Gil Blas, 11 mai 1880

Jean RICHEPIN

C’est le soir même où l’on apprit la foudroyante nouvelle de la mort de Flaubert que Gil Blas me fit l’honneur de me demander un article sur le grand écrivain. Je voulus tout de suite lui rendre ce suprême hommage. Mais la plume me tomba des mains, à la pensée du peu de temps que j’avais pour me recueillir et pour mesurer un maître de cette taille. Puis, il faut le dire à son honneur, le deuil qui frappe ainsi la littérature française est comme un deuil de famille, tant l’homme était aimé et vénéré par tous ceux qui écrivent, et la douleur éprouvée fut vraiment trop forte pour vous laisser l’esprit libre. J’ai donc été forcé de remettre au lendemain, et, malgré ce répit, je me sens encore peu sûr de moi, je l’avoue, pour parler comme il convient du génie que la France vient de perdre.

Mais qu’importe, après tout, puisqu’il s’agit de saluer et non de juger, en face d’une grandeur incontestable ? Qu’importe aussi un jour de plus ou de moins, et de cueillir la fleur passagère de l’actualité sur cette tombe où va s’épanouir l’immortel laurier d’une gloire que le temps ne saurait désormais flétrir ?

L’œuvre de Flaubert est trop célèbre pour que je fasse aux lecteurs l’injure de la leur raconter par le menu, et, d’autre part, elle est encore trop récente pour qu’il soit loisible de lui assigner dans l’histoire littéraire de notre temps la place qu’elle prendra aux yeux de la postérité. Je voudrais seulement essayer de montrer, en me servant des procédés mêmes du maître, de quels éléments elle se compose, d’où elle est issue, à quoi elle tendait, et ce qui en fait la haute valeur, non seulement artistique, mais philosophique.

C’est là une étude qui exigerait beaucoup de temps, de soin et de place, pour être complète, et je demande pardon de l’entreprendre ainsi à la hâte et brièvement. Telle qu’elle sera, cette tentative d’analyse, aussi exacte que possible, me semble encore devoir être l’oraison funèbre la plus digne de ce formidable analyste et de ce passionné pour l’exactitude.

« L’étude excessive de ce qui faisait l’atmosphère d’un écrivain nous empêche de considérer l’originalité même de son génie. Au temps de La Harpe, on était convaincu que, grâce à de certaines règles, un chef-d’œuvre vient au monde sans rien devoir à qui que ce soit, tandis que maintenant on s’imagine découvrir sa raison d’être, quand on a bien détaillé toutes les circonstances qui l’environnent. »

C’est Flaubert lui-même qui a écrit cela dans sa préface aux Dernières Chansons de Louis Bouilhet, et je ne voudrais pas tomber, à son égard, dans le défaut qu’il reproche à la critique moderne.

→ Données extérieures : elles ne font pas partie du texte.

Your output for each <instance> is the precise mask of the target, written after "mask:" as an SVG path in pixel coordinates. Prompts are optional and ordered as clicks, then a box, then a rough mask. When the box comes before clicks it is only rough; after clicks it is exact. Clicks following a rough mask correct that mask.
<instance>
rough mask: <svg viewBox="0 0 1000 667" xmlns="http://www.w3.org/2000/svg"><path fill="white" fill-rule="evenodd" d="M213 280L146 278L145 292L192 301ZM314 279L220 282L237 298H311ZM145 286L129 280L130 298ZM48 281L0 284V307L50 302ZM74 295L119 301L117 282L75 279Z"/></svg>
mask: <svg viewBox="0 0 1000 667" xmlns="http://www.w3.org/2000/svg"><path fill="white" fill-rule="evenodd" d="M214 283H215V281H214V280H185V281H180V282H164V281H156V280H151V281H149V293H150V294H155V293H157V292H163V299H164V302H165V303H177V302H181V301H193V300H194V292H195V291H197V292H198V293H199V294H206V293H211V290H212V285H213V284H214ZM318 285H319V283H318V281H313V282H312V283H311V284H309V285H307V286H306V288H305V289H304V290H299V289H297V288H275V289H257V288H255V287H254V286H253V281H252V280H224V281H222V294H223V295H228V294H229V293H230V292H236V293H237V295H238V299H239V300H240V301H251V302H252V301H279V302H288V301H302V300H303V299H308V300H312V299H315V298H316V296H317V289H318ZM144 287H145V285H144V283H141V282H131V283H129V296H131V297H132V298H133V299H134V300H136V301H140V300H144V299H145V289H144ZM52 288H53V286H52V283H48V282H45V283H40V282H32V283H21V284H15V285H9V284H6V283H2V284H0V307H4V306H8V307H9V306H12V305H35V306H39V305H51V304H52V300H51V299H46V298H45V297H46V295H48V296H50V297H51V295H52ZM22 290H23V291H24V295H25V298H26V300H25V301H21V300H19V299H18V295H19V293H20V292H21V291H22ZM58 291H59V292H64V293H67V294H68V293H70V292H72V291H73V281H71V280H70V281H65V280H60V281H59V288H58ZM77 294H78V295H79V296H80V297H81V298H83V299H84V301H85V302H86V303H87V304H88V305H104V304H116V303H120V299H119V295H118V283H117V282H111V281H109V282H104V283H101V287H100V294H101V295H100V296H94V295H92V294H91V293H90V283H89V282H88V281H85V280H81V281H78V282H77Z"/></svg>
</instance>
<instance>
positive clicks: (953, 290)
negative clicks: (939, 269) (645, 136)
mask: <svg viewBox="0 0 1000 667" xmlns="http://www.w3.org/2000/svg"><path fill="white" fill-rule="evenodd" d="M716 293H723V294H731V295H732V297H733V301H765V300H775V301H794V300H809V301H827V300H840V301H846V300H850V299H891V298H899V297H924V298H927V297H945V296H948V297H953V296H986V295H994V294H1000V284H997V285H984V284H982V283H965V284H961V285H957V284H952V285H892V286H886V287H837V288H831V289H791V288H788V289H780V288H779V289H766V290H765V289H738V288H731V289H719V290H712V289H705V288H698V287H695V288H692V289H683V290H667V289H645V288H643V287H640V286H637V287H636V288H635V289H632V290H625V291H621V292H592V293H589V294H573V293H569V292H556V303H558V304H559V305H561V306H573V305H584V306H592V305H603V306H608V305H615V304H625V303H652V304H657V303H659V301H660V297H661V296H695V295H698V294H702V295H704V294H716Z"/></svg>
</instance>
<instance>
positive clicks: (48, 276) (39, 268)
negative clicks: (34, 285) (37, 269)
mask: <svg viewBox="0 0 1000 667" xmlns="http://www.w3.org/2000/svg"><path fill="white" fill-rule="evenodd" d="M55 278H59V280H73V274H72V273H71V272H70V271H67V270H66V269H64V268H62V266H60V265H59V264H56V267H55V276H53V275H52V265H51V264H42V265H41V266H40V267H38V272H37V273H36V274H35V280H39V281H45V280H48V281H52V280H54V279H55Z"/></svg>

Mais ce serait aussi méconnaître la puissance de cette méthode expérimentale, dont il est l’honneur, que de ne pas la lui appliquer. Il est donc juste de chercher à connaître les origines de son tempérament, et le milieu dans lequel s’est formé son esprit. Trois traits me paraissent, à ce point de vue, absolument caractéristiques pour restituer la figure intellectuelle de Flaubert : il était Normand, il est né en plein romantisme, et d’une famille de médecins.

Il était Normand, et avec une incomparable splendeur d’atavisme. Car ce n’était pas le Normand d’aujourd’hui, en qui l’ancêtre norvégien ne revit que par l’âpreté au pillage ; ce n’était pas l’écumeur de vagues devenu un écumeur de procès ; c’était le vieux Normand superbe, barbare, avec sa taille de géant, sa mine farouche, son goût pour l’aventure et son mépris hautain pour la vie.

Qui a vu passer Flaubert dans la rue a été forcé de se retourner pour le regarder à deux fois, tant son allure large et fière contrastait avec l’étriqué d’à présent. D’une taille élevée, d’une corpulence vigoureuse, il marchait à grands pas, roulant un peu ses lourdes épaules à la façon des gens de mer, et balançant les bras comme pour brandir une arme. La face rouge luisait. Les moustaches, épaisses, tombantes, se gonflaient au vent d’une voix forte qui semblait faite bien moins pour la causerie renfermée que pour le commandement et le cri en plein air. L’œil avait des éclairs, comme celui des aigles marins. Et tout cela, je le répète, non pas seulement pour ceux qui savaient que ce passant s’appelait Flaubert, mais pour le premier badaud venu, qui demeurait ébahi à l’aspect de ce colosse d’un autre âge.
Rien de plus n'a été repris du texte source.